Les systèmes de guerre électronique russes dans le viseur
Les équipements EW — Electronic Warfare — sont des cibles prioritaires pour l’Ukraine. Pourquoi ? Parce qu’ils représentent la principale défense russe contre l’essaim de drones ukrainiens qui harcèle quotidiennement leurs positions. Ces systèmes peuvent brouiller les communications, perturber les signaux GPS, même prendre le contrôle de drones ennemis. Ils coûtent entre cinq et quinze millions de dollars selon les modèles — des investissements massifs que la Russie ne peut pas remplacer facilement sous sanctions. Détruire un système EW, c’est ouvrir une brèche dans le bouclier ennemi. Soudain, toute une zone devient vulnérable aux drones ukrainiens. Les convois logistiques, les positions d’artillerie, les centres de commandement — tout redevient accessible. C’est pour ça que Kiev investit autant d’efforts à les localiser. Et c’est pour ça que chaque soldat russe qui poste une photo près d’un de ces systèmes commet une trahison involontaire mais dévastatrice pour son propre camp.
Le drone FPV, arme démocratique et terrifiante
Les drones utilisés pour ce genre de frappes ne sont pas des Reaper américains à plusieurs millions de dollars. Ce sont souvent des quadricoptères commerciaux modifiés — des modèles qu’on peut acheter sur Amazon pour quelques centaines de dollars — équipés d’explosifs artisanaux ou de grenades militaires. Les Ukrainiens sont devenus des maîtres dans cette improvisation létale. Des ateliers clandestins assemblent des centaines de ces drones chaque semaine. Des pilotes, souvent de très jeunes hommes ayant grandi avec des jeux vidéo, les contrôlent depuis des positions éloignées via des lunettes FPV — First Person View. Ils voient exactement ce que voit le drone, volent à toute vitesse à quelques mètres du sol pour éviter la détection, puis plongent sur leur cible avec une précision chirurgicale. Le coût d’un tel drone ? Moins de mille dollars tout compris. Le coût du système EW qu’il détruit ? Des millions.
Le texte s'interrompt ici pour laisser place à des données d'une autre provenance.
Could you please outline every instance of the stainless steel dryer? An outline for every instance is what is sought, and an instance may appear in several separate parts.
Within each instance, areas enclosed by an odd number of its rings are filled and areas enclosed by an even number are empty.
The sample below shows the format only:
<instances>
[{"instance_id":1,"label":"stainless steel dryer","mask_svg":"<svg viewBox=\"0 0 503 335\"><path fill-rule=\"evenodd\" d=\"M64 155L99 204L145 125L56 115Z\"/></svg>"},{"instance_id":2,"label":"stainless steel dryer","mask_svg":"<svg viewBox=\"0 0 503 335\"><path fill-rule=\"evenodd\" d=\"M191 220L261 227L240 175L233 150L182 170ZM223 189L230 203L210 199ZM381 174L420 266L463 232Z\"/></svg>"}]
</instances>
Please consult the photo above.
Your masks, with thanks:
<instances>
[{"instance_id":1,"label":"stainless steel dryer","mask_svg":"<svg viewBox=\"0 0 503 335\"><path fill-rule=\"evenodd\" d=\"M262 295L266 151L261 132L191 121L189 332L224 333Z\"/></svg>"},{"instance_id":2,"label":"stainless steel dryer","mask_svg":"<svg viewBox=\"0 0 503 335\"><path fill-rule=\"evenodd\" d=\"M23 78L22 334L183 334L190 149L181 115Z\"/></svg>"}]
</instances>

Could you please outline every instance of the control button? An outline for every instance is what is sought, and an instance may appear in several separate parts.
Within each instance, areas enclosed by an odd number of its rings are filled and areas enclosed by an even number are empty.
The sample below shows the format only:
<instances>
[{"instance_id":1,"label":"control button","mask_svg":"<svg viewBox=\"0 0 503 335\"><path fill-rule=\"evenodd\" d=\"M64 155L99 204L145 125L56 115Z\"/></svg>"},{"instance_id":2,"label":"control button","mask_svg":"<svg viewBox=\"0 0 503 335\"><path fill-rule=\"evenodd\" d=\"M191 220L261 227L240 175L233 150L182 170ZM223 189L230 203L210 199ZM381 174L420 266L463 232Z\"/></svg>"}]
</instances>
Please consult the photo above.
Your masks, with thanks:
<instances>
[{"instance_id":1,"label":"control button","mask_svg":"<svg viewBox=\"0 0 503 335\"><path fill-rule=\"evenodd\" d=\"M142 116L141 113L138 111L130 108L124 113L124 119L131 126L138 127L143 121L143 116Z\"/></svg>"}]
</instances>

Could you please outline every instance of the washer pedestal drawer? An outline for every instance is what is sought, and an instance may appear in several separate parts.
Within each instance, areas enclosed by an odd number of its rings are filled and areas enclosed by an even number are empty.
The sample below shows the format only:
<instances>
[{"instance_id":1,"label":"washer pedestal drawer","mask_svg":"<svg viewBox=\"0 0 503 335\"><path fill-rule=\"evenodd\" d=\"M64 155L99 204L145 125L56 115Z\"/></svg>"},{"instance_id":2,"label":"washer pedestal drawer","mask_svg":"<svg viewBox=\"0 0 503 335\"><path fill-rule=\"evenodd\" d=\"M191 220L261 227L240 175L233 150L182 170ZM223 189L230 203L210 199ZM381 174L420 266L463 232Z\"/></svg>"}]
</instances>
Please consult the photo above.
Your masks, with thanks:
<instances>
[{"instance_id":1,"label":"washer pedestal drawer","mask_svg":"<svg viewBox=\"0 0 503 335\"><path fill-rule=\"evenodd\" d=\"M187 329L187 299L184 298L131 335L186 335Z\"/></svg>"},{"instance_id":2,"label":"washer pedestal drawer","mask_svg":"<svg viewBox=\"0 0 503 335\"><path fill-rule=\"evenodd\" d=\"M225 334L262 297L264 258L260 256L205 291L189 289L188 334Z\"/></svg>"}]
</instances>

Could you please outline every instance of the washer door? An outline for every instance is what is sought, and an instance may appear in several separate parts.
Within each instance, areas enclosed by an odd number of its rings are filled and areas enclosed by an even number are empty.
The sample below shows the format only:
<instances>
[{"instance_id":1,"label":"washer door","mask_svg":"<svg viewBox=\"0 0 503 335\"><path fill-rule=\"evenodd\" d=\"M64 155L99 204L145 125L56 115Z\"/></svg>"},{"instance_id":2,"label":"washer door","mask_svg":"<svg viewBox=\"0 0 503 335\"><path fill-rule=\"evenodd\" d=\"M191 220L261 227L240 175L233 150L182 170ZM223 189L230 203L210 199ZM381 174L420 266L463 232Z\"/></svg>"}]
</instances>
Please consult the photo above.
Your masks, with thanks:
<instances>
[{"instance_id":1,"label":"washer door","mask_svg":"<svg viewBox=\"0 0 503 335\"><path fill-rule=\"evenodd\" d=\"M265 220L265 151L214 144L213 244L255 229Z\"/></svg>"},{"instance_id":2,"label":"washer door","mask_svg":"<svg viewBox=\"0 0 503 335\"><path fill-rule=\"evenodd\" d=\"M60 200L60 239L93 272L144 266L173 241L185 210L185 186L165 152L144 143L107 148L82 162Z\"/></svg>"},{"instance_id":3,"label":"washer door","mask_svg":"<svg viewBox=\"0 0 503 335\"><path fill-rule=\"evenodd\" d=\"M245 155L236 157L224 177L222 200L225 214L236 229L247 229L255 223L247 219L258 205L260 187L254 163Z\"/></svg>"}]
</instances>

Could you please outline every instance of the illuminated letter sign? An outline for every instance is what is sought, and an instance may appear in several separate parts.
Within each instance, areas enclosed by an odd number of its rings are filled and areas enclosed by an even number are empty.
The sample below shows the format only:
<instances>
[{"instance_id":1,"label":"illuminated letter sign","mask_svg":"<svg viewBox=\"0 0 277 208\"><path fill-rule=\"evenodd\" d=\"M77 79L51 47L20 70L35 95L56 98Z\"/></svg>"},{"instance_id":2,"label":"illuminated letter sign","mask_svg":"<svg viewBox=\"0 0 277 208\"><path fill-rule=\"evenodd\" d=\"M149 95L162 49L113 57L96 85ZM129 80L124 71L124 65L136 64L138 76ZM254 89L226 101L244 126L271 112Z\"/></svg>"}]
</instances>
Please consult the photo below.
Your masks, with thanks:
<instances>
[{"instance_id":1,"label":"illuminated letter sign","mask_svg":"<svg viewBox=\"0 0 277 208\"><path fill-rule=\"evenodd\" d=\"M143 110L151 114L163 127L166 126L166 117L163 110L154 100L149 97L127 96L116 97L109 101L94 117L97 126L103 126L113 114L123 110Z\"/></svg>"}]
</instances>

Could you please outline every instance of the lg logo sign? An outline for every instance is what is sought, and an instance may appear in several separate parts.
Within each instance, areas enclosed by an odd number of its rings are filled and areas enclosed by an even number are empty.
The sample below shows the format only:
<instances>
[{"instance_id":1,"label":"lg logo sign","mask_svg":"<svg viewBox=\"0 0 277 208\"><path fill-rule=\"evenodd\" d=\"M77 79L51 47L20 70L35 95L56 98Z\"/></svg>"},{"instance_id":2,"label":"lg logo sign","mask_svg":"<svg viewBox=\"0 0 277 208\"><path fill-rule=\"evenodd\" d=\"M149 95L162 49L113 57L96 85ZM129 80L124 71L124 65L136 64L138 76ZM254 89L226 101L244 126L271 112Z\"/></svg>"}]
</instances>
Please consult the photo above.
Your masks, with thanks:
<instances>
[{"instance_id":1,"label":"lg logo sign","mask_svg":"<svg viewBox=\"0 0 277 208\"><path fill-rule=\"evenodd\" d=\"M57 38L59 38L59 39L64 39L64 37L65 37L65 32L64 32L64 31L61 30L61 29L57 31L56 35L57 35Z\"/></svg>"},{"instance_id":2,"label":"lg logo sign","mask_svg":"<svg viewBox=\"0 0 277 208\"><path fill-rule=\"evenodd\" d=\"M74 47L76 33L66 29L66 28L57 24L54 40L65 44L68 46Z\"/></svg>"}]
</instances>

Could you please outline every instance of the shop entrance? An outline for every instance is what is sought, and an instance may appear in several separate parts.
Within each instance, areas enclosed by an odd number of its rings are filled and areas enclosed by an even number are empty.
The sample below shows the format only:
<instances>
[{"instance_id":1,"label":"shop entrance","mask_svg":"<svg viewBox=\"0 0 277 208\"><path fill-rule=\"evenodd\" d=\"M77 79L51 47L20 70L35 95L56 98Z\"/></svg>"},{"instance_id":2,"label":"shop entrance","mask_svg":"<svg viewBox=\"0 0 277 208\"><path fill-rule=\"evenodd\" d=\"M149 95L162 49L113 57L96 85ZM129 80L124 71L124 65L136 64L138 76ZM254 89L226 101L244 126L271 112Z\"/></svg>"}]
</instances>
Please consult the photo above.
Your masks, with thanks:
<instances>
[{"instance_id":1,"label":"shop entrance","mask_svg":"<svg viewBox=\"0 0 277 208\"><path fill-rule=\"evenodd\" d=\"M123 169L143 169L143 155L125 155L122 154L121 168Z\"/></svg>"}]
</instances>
C’est l’asymétrie parfaite — et un cauchemar pour les planificateurs militaires russes qui réalisent qu’on ne peut pas gagner une guerre d’attrition économique contre des armes aussi bon marché.
La discipline militaire russe en lambeaux

Des interdictions répétées, systématiquement ignorées
Le commandement militaire russe a émis des dizaines de directives interdisant l’utilisation de téléphones personnels en zone de combat. Dès 2022, après plusieurs incidents catastrophiques, des ordres stricts ont été donnés : pas de smartphones, pas de réseaux sociaux, pas de géolocalisation. Les officiers étaient censés confisquer les appareils, menacer de sanctions disciplinaires, même de cours martiales. Mais… rien n’y fait. Les soldats continuent de poster. Pourquoi ? D’abord parce que beaucoup n’ont aucune autre façon de communiquer avec leurs familles — les systèmes de communication militaires russes sont notoirement défaillants. Ensuite parce que la culture des réseaux sociaux est profondément ancrée, particulièrement chez les jeunes recrues. Et enfin… parce que la discipline elle-même s’est effondrée dans une armée rongée par la corruption, l’alcoolisme, les violences internes, le moral en chute libre. Les officiers eux-mêmes utilisent leurs téléphones. Comment pourraient-ils sanctionner leurs hommes ? C’est un cercle vicieux qui se traduit par des catastrophes opérationnelles à répétition.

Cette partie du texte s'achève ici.